The Business of Health Care

You Get What You Pay For

Two recent research papers remind us that it may be difficult to cut U.S. healthcare spending without harming quality. The first, written by a research team led by University of Chicago economist Tomas Philipson, appears in the latest issue of Health Affairs and has deservedly garnered a fair bit of media attention. The authors examine cancer spending and survival times for patients in the United States and ten European countries during the period 1983-1999 (later data were not available.) Their data confirm what we already know about health spending; the average cost of treating a cancer patient was about $15,000 higher in the United States. But the data also show that the typical U.S. cancer patient lives nearly two years longer; most of the difference is attributable to prostate and breast cancer patients. The gain appears to be due to greater longevity rather than early diagnosis. Using generally accepted measures of the value of a life, they conclude that the benefits of additional health spending outweigh the costs by a factor of 4:1 or higher. The latter calculation does not consider QALYs (quality adjusted life years) and so may be overstated. The authors acknowledge that other nations may do a better job of cancer prevention, so that their overall approach to cancer may be superior to that in the U.S., but they can find no evidence of this one way or another.

Philipson’s study suggests that U.S. healthcare consumers may get a substantial bang for their higher bucks. Maybe the U.S. system is not so inefficient after all. What about efficiency within the U.S. system? Some providers are far more expensive than others. Is the higher cost worth it? A new study by a team led by MIT economist Joseph Doyle, and released as an NBER Working Paper, suggests that you may get what you pay for within the United States. Doyle and his colleagues ask whether higher cost hospitals in the United States achieve better outcomes than lower cost hospitals. It is not easy to answer this question, because higher cost hospitals may admit more severely ill patients. This results in a statistical problem known as selection bias that is difficult to eliminate with available severity measures.

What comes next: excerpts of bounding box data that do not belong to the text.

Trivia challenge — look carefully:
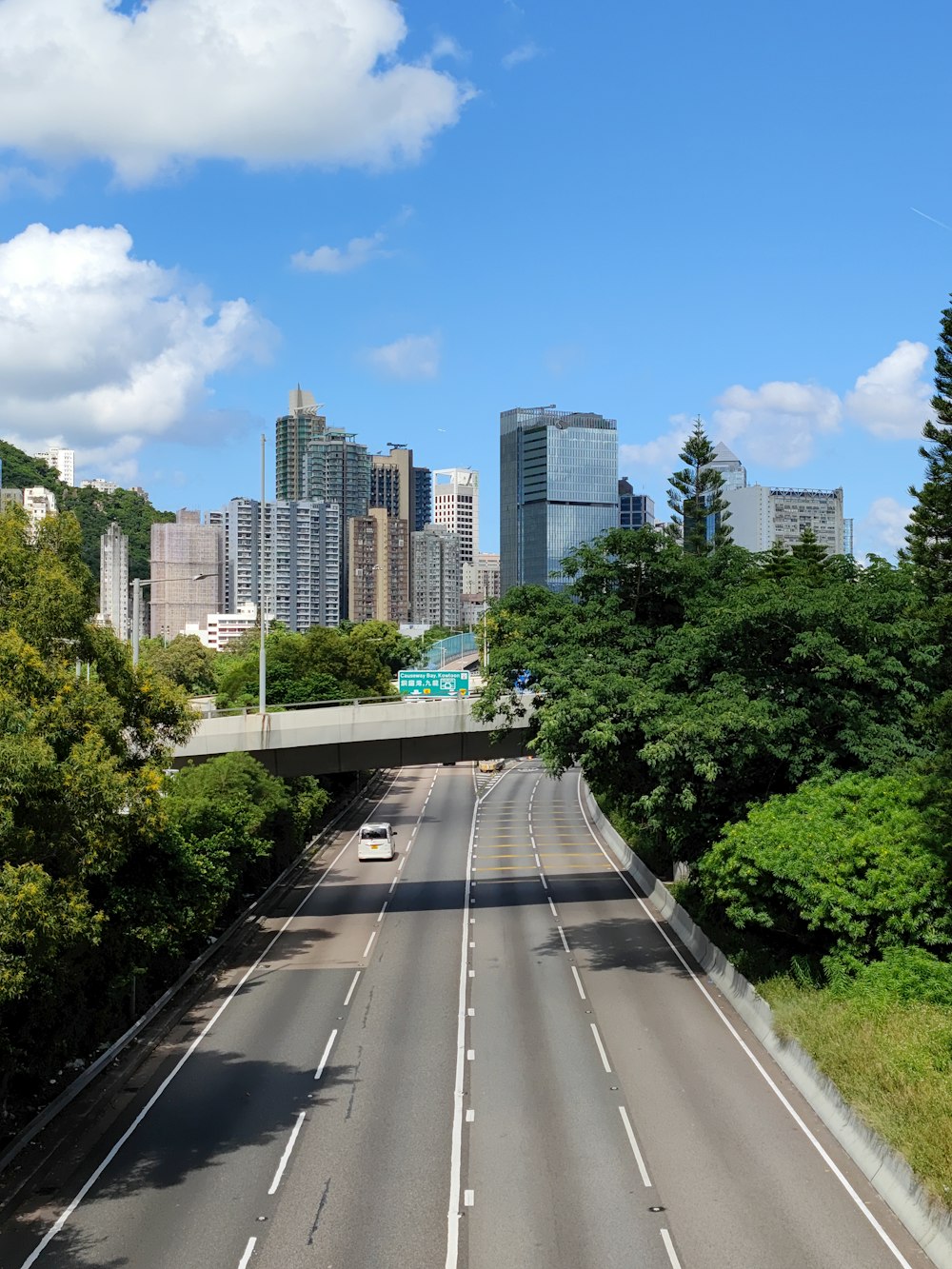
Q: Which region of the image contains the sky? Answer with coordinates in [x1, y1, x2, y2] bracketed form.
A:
[0, 0, 952, 556]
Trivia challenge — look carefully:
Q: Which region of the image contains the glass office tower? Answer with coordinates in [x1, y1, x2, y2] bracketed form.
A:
[499, 406, 618, 594]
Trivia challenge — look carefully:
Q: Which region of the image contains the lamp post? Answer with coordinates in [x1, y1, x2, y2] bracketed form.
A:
[132, 572, 218, 670]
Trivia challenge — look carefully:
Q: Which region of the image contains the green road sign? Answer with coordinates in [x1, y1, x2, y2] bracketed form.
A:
[397, 670, 469, 697]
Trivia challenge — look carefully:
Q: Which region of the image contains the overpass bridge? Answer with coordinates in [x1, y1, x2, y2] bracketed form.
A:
[172, 697, 532, 777]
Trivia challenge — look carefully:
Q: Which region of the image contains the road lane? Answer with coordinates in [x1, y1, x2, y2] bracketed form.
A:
[0, 769, 472, 1269]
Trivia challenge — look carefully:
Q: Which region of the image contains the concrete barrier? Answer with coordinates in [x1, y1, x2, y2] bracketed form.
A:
[583, 784, 952, 1269]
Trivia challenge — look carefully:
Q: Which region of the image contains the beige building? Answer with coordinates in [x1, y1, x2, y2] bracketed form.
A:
[148, 509, 224, 638]
[347, 506, 410, 624]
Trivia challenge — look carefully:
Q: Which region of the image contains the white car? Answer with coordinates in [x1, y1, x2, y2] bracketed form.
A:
[357, 820, 396, 861]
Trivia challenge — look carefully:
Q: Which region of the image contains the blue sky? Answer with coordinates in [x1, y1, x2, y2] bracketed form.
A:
[0, 0, 952, 555]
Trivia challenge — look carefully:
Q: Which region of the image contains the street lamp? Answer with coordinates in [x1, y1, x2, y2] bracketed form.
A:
[132, 572, 218, 668]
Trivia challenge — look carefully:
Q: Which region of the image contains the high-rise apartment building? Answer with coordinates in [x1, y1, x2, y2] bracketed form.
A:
[618, 476, 655, 529]
[99, 521, 130, 640]
[499, 406, 618, 594]
[274, 384, 327, 502]
[724, 485, 844, 555]
[433, 467, 480, 564]
[148, 507, 222, 638]
[410, 525, 464, 628]
[33, 446, 76, 485]
[209, 498, 340, 632]
[347, 506, 410, 624]
[462, 551, 499, 603]
[369, 446, 416, 528]
[410, 467, 433, 533]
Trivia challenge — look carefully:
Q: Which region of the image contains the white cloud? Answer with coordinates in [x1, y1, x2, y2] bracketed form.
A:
[0, 225, 274, 473]
[856, 498, 913, 557]
[0, 0, 471, 184]
[708, 382, 843, 467]
[290, 232, 389, 273]
[365, 335, 439, 380]
[843, 339, 933, 441]
[503, 39, 542, 71]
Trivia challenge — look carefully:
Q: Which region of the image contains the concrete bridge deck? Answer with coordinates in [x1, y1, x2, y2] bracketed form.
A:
[172, 697, 532, 777]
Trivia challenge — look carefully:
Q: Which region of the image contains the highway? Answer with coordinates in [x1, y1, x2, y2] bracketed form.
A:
[0, 762, 929, 1269]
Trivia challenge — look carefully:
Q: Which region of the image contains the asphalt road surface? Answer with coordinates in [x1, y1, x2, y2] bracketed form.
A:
[0, 762, 929, 1269]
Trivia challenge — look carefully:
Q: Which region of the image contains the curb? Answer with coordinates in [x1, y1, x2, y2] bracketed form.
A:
[0, 770, 385, 1200]
[583, 781, 952, 1269]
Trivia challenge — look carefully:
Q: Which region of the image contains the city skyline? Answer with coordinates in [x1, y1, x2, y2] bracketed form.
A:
[0, 0, 952, 555]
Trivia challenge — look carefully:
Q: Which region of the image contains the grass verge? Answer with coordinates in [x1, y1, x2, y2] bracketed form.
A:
[757, 976, 952, 1205]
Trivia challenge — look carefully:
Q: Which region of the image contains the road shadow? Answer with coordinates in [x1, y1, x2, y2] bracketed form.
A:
[534, 900, 690, 979]
[0, 1047, 358, 1269]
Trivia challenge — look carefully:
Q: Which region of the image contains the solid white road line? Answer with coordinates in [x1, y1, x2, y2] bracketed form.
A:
[579, 774, 913, 1269]
[313, 1030, 337, 1080]
[20, 775, 406, 1269]
[662, 1230, 681, 1269]
[589, 1022, 612, 1075]
[268, 1110, 307, 1194]
[618, 1106, 651, 1189]
[446, 786, 480, 1269]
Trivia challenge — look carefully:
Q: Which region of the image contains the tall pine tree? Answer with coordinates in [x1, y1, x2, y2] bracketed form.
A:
[667, 415, 731, 556]
[906, 298, 952, 601]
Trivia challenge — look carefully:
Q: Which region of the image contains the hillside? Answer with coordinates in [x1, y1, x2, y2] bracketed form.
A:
[0, 441, 175, 582]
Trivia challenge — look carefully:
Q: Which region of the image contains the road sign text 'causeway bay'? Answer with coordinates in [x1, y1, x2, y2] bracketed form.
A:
[397, 670, 469, 697]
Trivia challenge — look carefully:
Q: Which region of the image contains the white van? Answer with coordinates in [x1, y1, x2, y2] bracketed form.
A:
[357, 821, 396, 859]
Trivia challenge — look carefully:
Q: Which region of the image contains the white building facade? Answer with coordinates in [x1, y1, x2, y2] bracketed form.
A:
[724, 485, 844, 555]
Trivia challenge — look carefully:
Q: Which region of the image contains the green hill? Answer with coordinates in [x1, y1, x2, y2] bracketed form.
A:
[0, 441, 175, 582]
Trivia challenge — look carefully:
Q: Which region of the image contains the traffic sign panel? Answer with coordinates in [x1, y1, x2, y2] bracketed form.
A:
[397, 670, 469, 697]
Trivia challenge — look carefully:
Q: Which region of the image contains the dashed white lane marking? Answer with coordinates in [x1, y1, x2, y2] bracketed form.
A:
[344, 969, 361, 1009]
[618, 1106, 651, 1189]
[589, 1022, 612, 1074]
[268, 1117, 307, 1194]
[313, 1030, 337, 1080]
[20, 777, 411, 1269]
[579, 775, 913, 1269]
[662, 1230, 681, 1269]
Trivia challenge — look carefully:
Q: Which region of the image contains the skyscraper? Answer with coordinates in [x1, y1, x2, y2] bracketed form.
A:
[410, 525, 464, 628]
[433, 467, 480, 564]
[499, 406, 618, 594]
[618, 476, 655, 529]
[149, 509, 222, 638]
[369, 446, 416, 529]
[274, 384, 327, 502]
[99, 521, 130, 640]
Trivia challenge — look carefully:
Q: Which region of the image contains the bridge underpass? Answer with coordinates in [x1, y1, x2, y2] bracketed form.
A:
[172, 697, 532, 777]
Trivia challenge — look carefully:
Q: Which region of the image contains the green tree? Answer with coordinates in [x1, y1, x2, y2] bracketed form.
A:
[697, 774, 952, 969]
[667, 415, 731, 556]
[140, 635, 216, 695]
[906, 294, 952, 602]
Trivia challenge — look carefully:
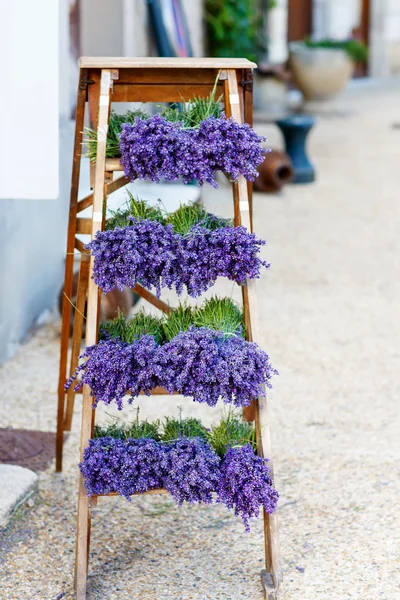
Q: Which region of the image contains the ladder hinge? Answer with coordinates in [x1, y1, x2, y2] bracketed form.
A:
[79, 69, 94, 90]
[239, 79, 253, 92]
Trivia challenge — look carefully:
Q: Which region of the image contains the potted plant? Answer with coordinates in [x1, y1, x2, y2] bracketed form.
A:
[289, 39, 368, 100]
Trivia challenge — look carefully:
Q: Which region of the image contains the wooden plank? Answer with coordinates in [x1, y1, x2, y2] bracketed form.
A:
[64, 254, 90, 431]
[227, 70, 282, 590]
[132, 283, 172, 313]
[113, 83, 222, 102]
[56, 72, 86, 472]
[75, 69, 112, 600]
[88, 69, 100, 189]
[94, 488, 169, 498]
[76, 217, 92, 235]
[71, 386, 177, 396]
[243, 69, 253, 231]
[261, 569, 278, 600]
[78, 173, 129, 213]
[106, 158, 125, 171]
[75, 238, 89, 254]
[114, 68, 219, 84]
[78, 56, 257, 69]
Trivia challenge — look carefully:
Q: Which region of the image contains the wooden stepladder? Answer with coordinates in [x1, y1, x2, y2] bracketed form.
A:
[56, 57, 281, 600]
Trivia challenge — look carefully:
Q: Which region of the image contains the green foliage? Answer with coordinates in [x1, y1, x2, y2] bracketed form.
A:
[208, 412, 256, 457]
[106, 190, 166, 229]
[106, 192, 232, 235]
[84, 110, 148, 162]
[161, 77, 221, 129]
[84, 84, 221, 162]
[93, 409, 257, 457]
[99, 310, 126, 341]
[99, 297, 245, 344]
[167, 202, 208, 235]
[161, 412, 208, 442]
[162, 304, 193, 341]
[99, 310, 164, 344]
[304, 39, 368, 63]
[193, 296, 244, 334]
[205, 0, 266, 62]
[93, 409, 161, 442]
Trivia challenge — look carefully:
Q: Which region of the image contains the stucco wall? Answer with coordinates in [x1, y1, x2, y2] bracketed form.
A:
[0, 121, 73, 363]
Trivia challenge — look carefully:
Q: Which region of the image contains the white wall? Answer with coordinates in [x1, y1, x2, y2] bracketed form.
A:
[0, 0, 59, 200]
[267, 0, 288, 64]
[370, 0, 400, 77]
[313, 0, 361, 40]
[81, 0, 204, 56]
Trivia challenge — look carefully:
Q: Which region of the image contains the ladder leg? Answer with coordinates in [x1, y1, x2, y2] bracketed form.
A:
[56, 73, 86, 471]
[75, 69, 112, 600]
[225, 70, 282, 599]
[243, 69, 253, 231]
[64, 253, 90, 431]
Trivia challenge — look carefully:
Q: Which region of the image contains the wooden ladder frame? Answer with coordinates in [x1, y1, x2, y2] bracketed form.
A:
[56, 57, 281, 600]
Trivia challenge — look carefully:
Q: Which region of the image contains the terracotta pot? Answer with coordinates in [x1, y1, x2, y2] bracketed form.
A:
[289, 42, 354, 100]
[253, 150, 294, 193]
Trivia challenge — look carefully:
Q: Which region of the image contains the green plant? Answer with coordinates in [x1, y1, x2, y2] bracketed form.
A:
[205, 0, 266, 62]
[208, 411, 257, 457]
[84, 83, 221, 162]
[99, 310, 164, 344]
[161, 409, 208, 442]
[84, 110, 148, 162]
[162, 304, 193, 341]
[304, 39, 368, 63]
[106, 190, 166, 229]
[193, 296, 245, 335]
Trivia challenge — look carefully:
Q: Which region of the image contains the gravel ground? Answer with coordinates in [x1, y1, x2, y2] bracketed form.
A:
[0, 84, 400, 600]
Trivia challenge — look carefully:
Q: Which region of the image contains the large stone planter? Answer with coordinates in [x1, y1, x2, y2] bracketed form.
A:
[289, 42, 354, 100]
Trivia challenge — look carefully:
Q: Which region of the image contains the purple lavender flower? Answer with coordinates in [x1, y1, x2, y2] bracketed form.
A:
[162, 438, 220, 505]
[86, 218, 182, 295]
[179, 225, 270, 297]
[120, 114, 265, 187]
[153, 327, 277, 406]
[118, 438, 164, 500]
[65, 335, 158, 410]
[86, 219, 269, 297]
[79, 437, 123, 496]
[217, 444, 279, 531]
[79, 437, 164, 500]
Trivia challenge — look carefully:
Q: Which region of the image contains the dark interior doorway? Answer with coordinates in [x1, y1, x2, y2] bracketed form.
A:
[288, 0, 313, 42]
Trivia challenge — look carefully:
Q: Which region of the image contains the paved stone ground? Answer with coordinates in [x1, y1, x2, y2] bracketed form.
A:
[0, 79, 400, 600]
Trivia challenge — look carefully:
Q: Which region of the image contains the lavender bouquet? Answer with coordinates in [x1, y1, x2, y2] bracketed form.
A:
[79, 413, 278, 531]
[120, 113, 266, 187]
[86, 219, 269, 297]
[217, 444, 279, 531]
[66, 327, 277, 410]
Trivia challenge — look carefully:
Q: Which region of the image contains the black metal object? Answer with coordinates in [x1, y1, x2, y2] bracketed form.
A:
[147, 0, 193, 57]
[276, 115, 315, 183]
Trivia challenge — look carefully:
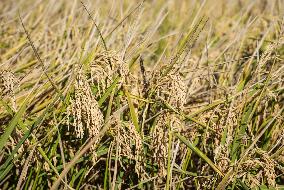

Doyle et al. do something exceedingly clever to overcome this problem. They take advantage of the fact that in New York State (which is an excellent source of hospitalization data), ambulances are dispatched to patients based on ambulance dispatch boundaries. In addition, more than one ambulance company may serve a given location. When this happens, ambulance assignment is based on a rotational assignment. Because different ambulances tend to serve different hospitals, the upshot is that emergency patients who live near each other are effectively randomly assigned to different hospitals. This eliminates any concerns about selection bias.

Once we understand their methodology, the results are easy to describe. Quoting from their abstract: “Higher cost hospitals have significantly lower one-year mortality rates compared to lower-cost hospitals.” The effect is dramatic – hospitals in the 75th percentile of costs have 4 percentage point lower mortality rates than hospitals in the 25th percentile. (The authors acknowledge that there seem to be diminishing returns with no further reduction in mortality above the 75th percentile in spending.) Their results seem to reflect greater treatment intensity rather than higher prices. I wonder if this has more to do with the quality of the providers at hospitals that do more expensive procedures, rather than the procedures themselves.

What does it all mean? Philipson’s study provides compelling evidence that there are consequences to wringing costs out of a nation’s healthcare system. The United States spends far more on cancer care than European nations, but also delivers the best outcomes in terms of cancer survival. (Within Europe, the nations that spend more also have better outcomes.) We can agree that there is fat within every healthcare system, and the U.S. may have more fat than most. But it appears that when it comes to putting a nation’s healthcare system on a diet, one cannot cut out the fat without cutting too close to the bone. And in the case of cancer treatment, European nations appear anorexic. Doyle’s study leads us to a similar conclusion about spending by U.S. hospitals.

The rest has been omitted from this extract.